What I once thought of as a curse, I now know to be a gift.  I am blessed by the knowledge that I inherited this gene mutation. My mother and aunt did not have the same opportunity to prevent their cancer. Genetic testing may not be for everyone, but in the case of my family, it has given us a unique opportunity to change our future. Knowledge is power.

The rest of the story…..

Given my close call with cancer and how lucky I am to have headed it off with knowledge of my BRCA2 mutation, you can imagine how horrified I was to learn that an estimated 90% of people who carry a genetic mutation that increases cancer risk are still unaware.  This equates to an estimated 1.8 million people.

How unfortunate that cancer (or a second cancer…or cancer in beloved siblings, children, cousins, etc.) is heading their way and they are not given the same opportunity that I had to catch it early or prevent it altogether.   1.8 million high risk people do not know to start early screening.  1.8 million high risk people are likely to be hit with a cancer diagnosis one day, that is largely preventable.
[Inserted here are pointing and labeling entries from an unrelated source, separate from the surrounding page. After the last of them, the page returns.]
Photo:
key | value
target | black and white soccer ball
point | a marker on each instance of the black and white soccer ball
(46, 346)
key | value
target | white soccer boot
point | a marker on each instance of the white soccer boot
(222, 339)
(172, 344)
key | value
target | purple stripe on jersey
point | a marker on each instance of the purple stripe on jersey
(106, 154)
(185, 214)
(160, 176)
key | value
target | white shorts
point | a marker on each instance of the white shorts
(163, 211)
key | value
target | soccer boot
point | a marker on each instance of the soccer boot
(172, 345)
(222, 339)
If you ask any cancer patient with a hereditary mutation if they wish they would have known so they could prevent their cancer, they will all tell you “YES!” 
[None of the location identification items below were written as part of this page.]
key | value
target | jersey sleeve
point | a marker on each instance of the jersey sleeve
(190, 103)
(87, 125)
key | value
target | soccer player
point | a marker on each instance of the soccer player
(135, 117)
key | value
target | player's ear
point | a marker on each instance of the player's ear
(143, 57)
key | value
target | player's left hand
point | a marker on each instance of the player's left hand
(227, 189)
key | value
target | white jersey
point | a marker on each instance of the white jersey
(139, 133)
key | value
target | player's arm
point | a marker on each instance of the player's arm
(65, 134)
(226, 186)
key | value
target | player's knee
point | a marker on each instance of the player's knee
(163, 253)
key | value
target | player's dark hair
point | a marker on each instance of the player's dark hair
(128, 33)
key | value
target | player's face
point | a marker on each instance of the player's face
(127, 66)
Thanks to Angelina Jolie, many people have now heard of BRCA1/2.  That is a step in the right direction because now some high risk patients are approaching their doctor and requesting genetic testing.  However, this is just the tip of the iceberg.  There are mutations that increase cancer risk that most people on the street have never heard of.  For example, CHEK2 is more prevalent than BRCA1 or 2.  Similarly, Lynch Syndrome (most common cause of hereditary colorectal cancer) is every bit as prevalent as BRCA1 or BRCA2…yet most people have never heard of it.

There is much educating that needs to happen and much that can be done to prevent cancer and save lives. So I decided to become a messenger. 
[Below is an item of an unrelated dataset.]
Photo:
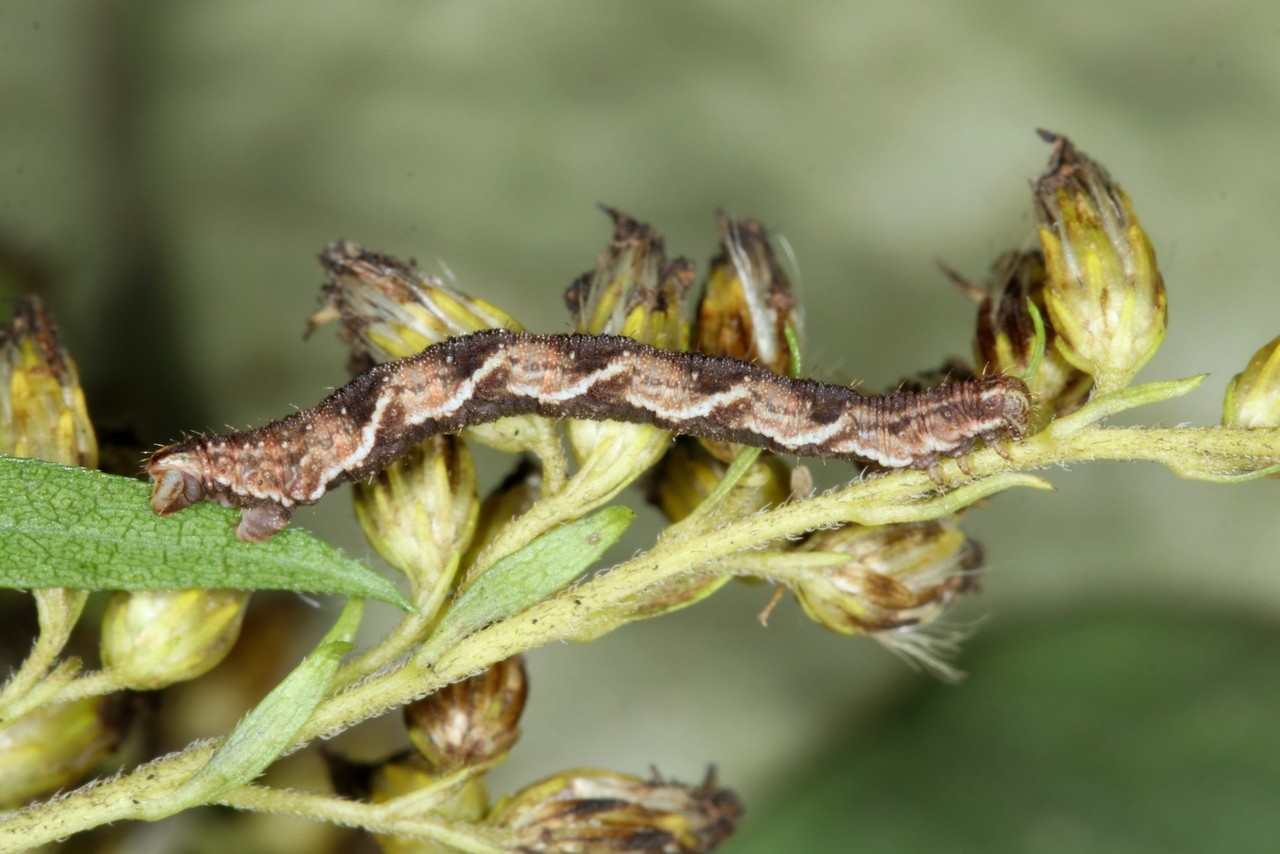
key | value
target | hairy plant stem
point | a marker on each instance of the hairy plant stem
(615, 598)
First, I began volunteering with a group called FORCE – Facing Our Risk of Cancer Empowered, co-leading the Austin chapter support group. FORCE supports anyone with a known mutation that increases cancer risk.  This group is a fantastic resource!  FORCE provides emotional support for those who are processing their “gift” of knowledge as they sift through their medical options and make decisions that are right for them.  It’s also healing for those who are at the end of their decision making journey and want to help another sister along.

Next, I served as a patient speaker for a genetics company for three years, sharing my story with physicians, medical professionals, and anyone that would listen. 

In 2017 I moved from “story teller” to “educator” by joining a wonderful genetics company that shares the same mission.  I now sell genetic testing for a living.  Although I’m paid to deliver the message, I would honestly deliver it for free!

I get the pleasure of educating clinicians to ask the right questions to identify patients at risk for hereditary cancer. I encourage medical professionals to give patients options to better understand and modify their cancer risk through genetic testing. Today I call on oncology, gastroenterology, urology, and other preventive care groups beating my drum and delivering this very important message.   J  I get super excited every time I see a clinician’s eyes light up, and they too choose to join the mission to uncover the 90%. 

My personal journey and the thought of preventing one more cancer, are what drive me to keep moving forward every day. There are 1.8 million unsuspecting good people out there who deserve to have options to prevent their future cancer.   I’m working to change lives one day at a time. When you do what you love it isn’t work at all.